Avrete già avuto occasione di sperimentare le potenzialità distruttive del vostro dolce amico a quattro zampe. Non importa quanti giocattoli avete disseminato per casa. Tende, tappeti, poltrone, libri, scarpe, piante, persino la tappezzeria, sembreranno, sempre e comunque, gli oggetti in assoluto più appetitosi sui quali affondare i denti o farsi le unghie.

Ma ogni qual volta vi capiterà di sorprendere il piccolo brigante rosicchiare o fare a brandelli pantofole, calze, mocassini o guanti, vi conviene redarguirlo subito con tono deciso e sostituire prontamente il “corpo del reato” con un giocattolo adatto.
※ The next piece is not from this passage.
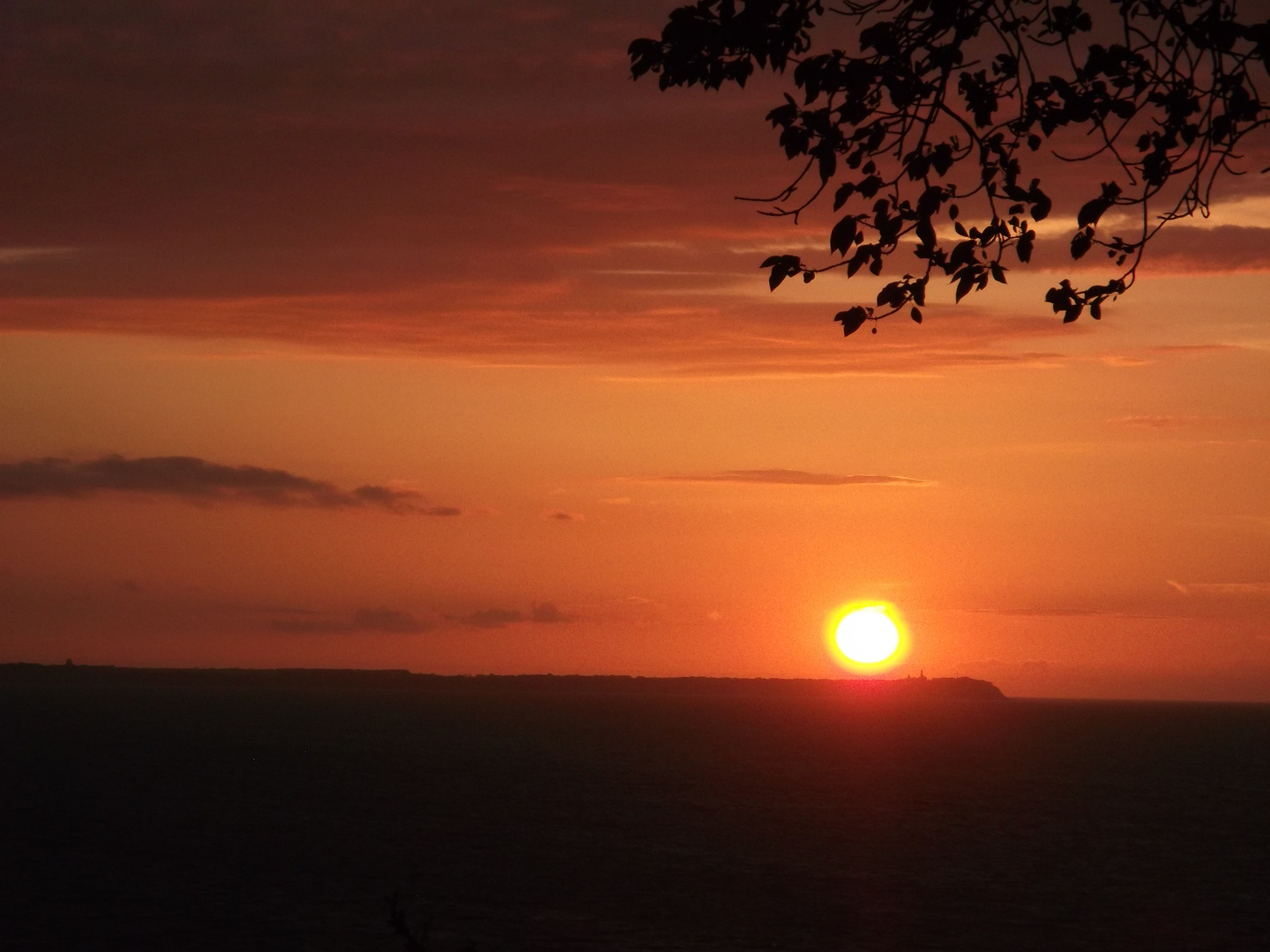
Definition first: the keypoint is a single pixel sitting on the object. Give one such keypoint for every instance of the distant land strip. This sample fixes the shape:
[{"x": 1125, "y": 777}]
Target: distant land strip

Il modo più semplice per evitare danni, soprattutto in vostra assenza, è comunque confinare il cucciolo in una data stanza, non senza prima aver spostato tutto ciò che è a portata di muso (per i cani) o di balzo (per i felini).

Quando i gatti miagolano si tratta per lo più di miagolii di richiesta per richiamare l’attenzione o reclamare la ciotola piena. Qualche carezza o bocconcino supplementare servirà a tranquillizzarli. In caso contrario, per dissuadere Micio dai suoi monologhi dovrete sforzarvi di ignorarlo o, eventualmente, dimostrargli che sta oltrepassando il limite. 

Se è il vostro cane ad avere la lingua particolarmente sciolta, esplodendo in furiosi latrati al più piccolo rumore (dal postino all’ascensore), non guasterà tenergli la bocca occupata con ossi o pupazzetti di gomma o stancarlo con lunghe ed appaganti sedute quotidiane di gioco.  Lodare la vostra bestiola potrà servire, a volte, a farla tacere, ma se la vostra indulgenza non dovesse bastare, fingete di andarvene: alcuni cani, non diversamente da certe persone, detestano parlare senza ascoltatori.

 Compagni di gioco

Adottare un cucciolo è un pò come decidere di trasformare il proprio appartamento in un frenetico parco giochi: nessuno è in grado di resistere alla contagiosa frenesia e alla vivace esuberanza di un cagnolino o di un gattino.

Il gioco è in effetti un elemento indispensabile per la vita e la salute di queste creature, che escogitano passatempi sorprendenti pur di non rischiare di annoiarsi. Se insomma siete convinti di essere voi a odiare il lunedì, provate a pensare cosa deve rappresentare per un cane, di natura più socievole del gatto, il risveglio dopo un radioso fine settimana con voi. Alleviare la sua “ansia da separazione” abituandolo a stare da solo è indispensabile. Far venire un suo simile sarebbe l’ideale, ma non è sicuramente una soluzione alla portata di tutti. Sono utili anche stratagemmi come lasciare luce o radio accese o regalargli qualcosa di speciale con cui consolarsi e distrarsi in vostra assenza.